The Academic Advising crisis – Advising department weighs in 

The academic advising department at UCCS experiences noticeably high turnover rates, recognized by both students and department staff. 

Secondary education major Catalina Ramirez has had three advisors in her four years at UCCS. She agreed to share her experience with advising over the course of that time.   

Out of her three advisors, Ramirez felt that she had a strong relationship with one of them, Cara Elliott. She expressed gratitude toward Elliott for building their relationship but felt that it lacked depth because Elliott had so many students to build relationships with.  

“She fully remembered who I was, what I was doing and everything, so she definitely had that connection there, but at the same time it felt like she was always rushing me through because she had so much to do,” Ramirez said. 

While Elliott’s individual caseload at the time cannot be determined, Director of Academic Advising, Brett Fugate, reported that caseload sizes currently range from 300:1 to 500:1 with the median caseload being 355:1. 

When Elliott left UCCS in January of 2023, Ramirez was left without an advisor, and nine months later Elliott is still listed as Ramirez’ advisor on her student portal. This leaves Ramirez with no individual advisor to connect with.  

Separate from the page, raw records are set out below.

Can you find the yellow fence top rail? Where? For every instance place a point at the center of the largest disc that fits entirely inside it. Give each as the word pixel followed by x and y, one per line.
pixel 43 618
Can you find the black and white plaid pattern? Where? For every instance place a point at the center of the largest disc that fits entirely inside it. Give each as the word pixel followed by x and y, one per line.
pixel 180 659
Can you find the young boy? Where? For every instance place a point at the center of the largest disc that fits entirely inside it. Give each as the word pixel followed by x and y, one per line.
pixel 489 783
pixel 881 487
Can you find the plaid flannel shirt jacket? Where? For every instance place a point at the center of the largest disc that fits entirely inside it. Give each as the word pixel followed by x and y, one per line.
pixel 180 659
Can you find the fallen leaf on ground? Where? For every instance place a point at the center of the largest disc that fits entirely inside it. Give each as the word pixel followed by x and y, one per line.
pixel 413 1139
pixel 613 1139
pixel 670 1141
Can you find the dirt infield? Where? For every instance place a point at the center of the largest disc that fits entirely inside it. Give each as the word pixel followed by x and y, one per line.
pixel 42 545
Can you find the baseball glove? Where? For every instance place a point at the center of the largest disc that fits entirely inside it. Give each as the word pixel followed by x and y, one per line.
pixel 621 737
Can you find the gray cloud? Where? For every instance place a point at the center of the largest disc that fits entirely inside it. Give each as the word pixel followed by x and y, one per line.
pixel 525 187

When Ramirez switched her major from visual arts to secondary education, she had to connect with advisors, department heads and other offices, which overwhelmed and confused her.  

“If you don’t know exactly what you need, they kind of just pass you around from person to person in hopes that one of them will maybe answer the questions you have,” Ramirez said. “If they are confused on their end with what they have to do and their workload, it confuses us too.”  

Following the departure of her most recent advisor, Ramirez feels she’s had to navigate her degree alone. “I’ve just kind of been roughing it out, trying to figure it out on my own and I feel like I’ve gotten more help in advising from my professors than I have from actual advisors here,” Ramirez said. 

Heads of academic advising are aware of the issues students have been facing and are working to find solutions to the department’s problems. Fugate, who has worked in the department for 12 years, is advocating for higher pay and lighter caseloads for advisors.  

“The reality is our pay in advising, and frankly a lot of our pay at UCCS for our frontline staff does not match what is needed to live in Colorado Springs,” Fugate said. 

Fugate has been working to improve advisor pay, saying, “We were able this last year to at least bump up advisor pay. We used to start at about $44,000 which is not much at all, we bumped that up another $2500 or so just to help. We’re not there yet, but it’s a step in the right direction.”  

During his time as director, Fugate has worked to implement a system of upward mobility within the department by creating new roles including senior advisor and lead advisor.  

Advisors who have been in their position for three years have the opportunity to become a senior advisor and take on more responsibility. Advisors can also apply to be a lead advisor, a position in which they would have a caseload of their own and act as supervisors to a team of advisors. 

Fugate isn’t the only person in the department who sees a need for more employees. Senior business management major Shea Moss is a student employee in the academic advising office. Moss is one of three front desk assistants who answer phone calls, schedule appointments, and connect students with advisors. 

“We don’t have a big enough budget to get more front desk [employees], which can be challenging with our school schedules,” Moss said.  

Like Fugate, Moss also recognized that low salaries play a big part in the department’s turnover. “I think with the turnover we’re having, or we’ve had, it’s not really the culture it’s more of the money part, which is not the best obviously,” Moss said. 

Fugate also spoke of the department culture, saying, “Something I think we excel at is having a group that is passionate about students, passionate about the student journey, and wanting to help.” 

While Fugate spoke highly of the advisors, he recognized some of the department’s shortcomings.  

“When something doesn’t look right or something’s off on the degree plan it shouldn’t be up to the student to recognize that on their own, as a campus we should be doing a better job of helping that student understand what’s happening,” he said. 

Fugate also recognized the frustration students may have with the department or their advisor. “If [students] aren’t happy with their advising experience, we’re happy to listen to that and we’re happy to take that feedback in and adjust things,” Fugate said. 

According to the Division of Student Affairs’ Impact Report on academic advising for the 2023 fiscal year, provided by Fugate via email, advisor retention is one of the biggest issues facing the department. The report listed staff retention as one of the top priorities for the 2024 fiscal year.